Institute  Hillsboro, West Virginia
Composition, cybernetics, clowning and permaculture*



The School for Designing a Society, in its eleventh year, is a project of 
teachers, performers, poets, and activists. It is an ongoing experiment in 
making temporary living environments where the question "What would I 
consider a desirable society?" is given serious playful thinking 
discussion, and taken as input to creative projects.

Rather than orienting participants to find a comfy spot in the current 
social system, the School offers time, ambiance, tools, and company in 
which people can imagine and design a system they would prefer.

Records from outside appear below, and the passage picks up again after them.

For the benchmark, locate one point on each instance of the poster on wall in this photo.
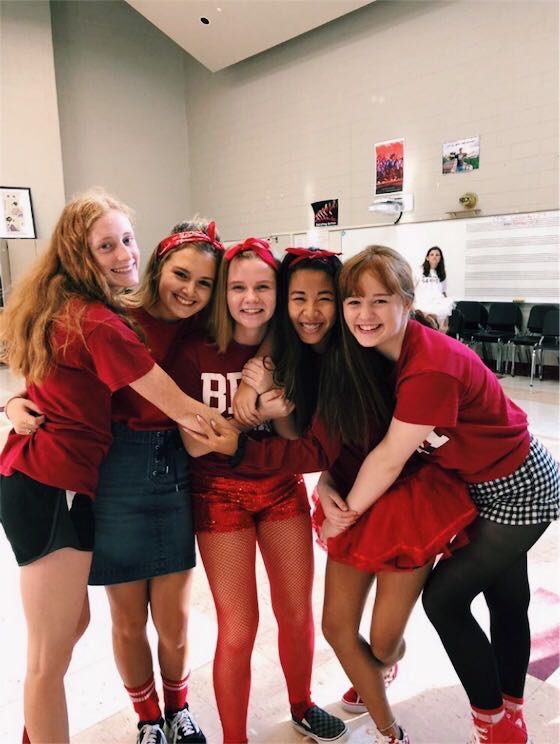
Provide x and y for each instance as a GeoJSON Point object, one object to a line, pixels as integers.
{"type": "Point", "coordinates": [461, 156]}
{"type": "Point", "coordinates": [326, 212]}
{"type": "Point", "coordinates": [389, 166]}
{"type": "Point", "coordinates": [16, 213]}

Based in Urbana, Illinois, The School For Designing A Society will travel 
this summer to the hills of West Virginia and rest at the Gesundheit! 
Institute. The Gesundheit! Institute is the dream of a growing number of 
people, an experiment in holistic health care based on the idea that one 
cannot separate the health of the individual from the health of the family, 
the community and the world. The Gesundheit! Institute's land in West 
Virginia is the future construction site for a free, silly hospital 
incorporating all the healing arts to address the major problems in health 
care delivery and provide a model of joyful service to the world. Situated 
on 310 acres in rural West Virginia — with two waterfalls, a four acre 
pond, extensive gardens and orchards, and several unique buildings — we 
will use the land itself as a teaching tool as well as establishing 
connections between the Gesundheit! project and a desiring and designing 
society.
Participants will explore the question,
"what would I consider a desirable society?"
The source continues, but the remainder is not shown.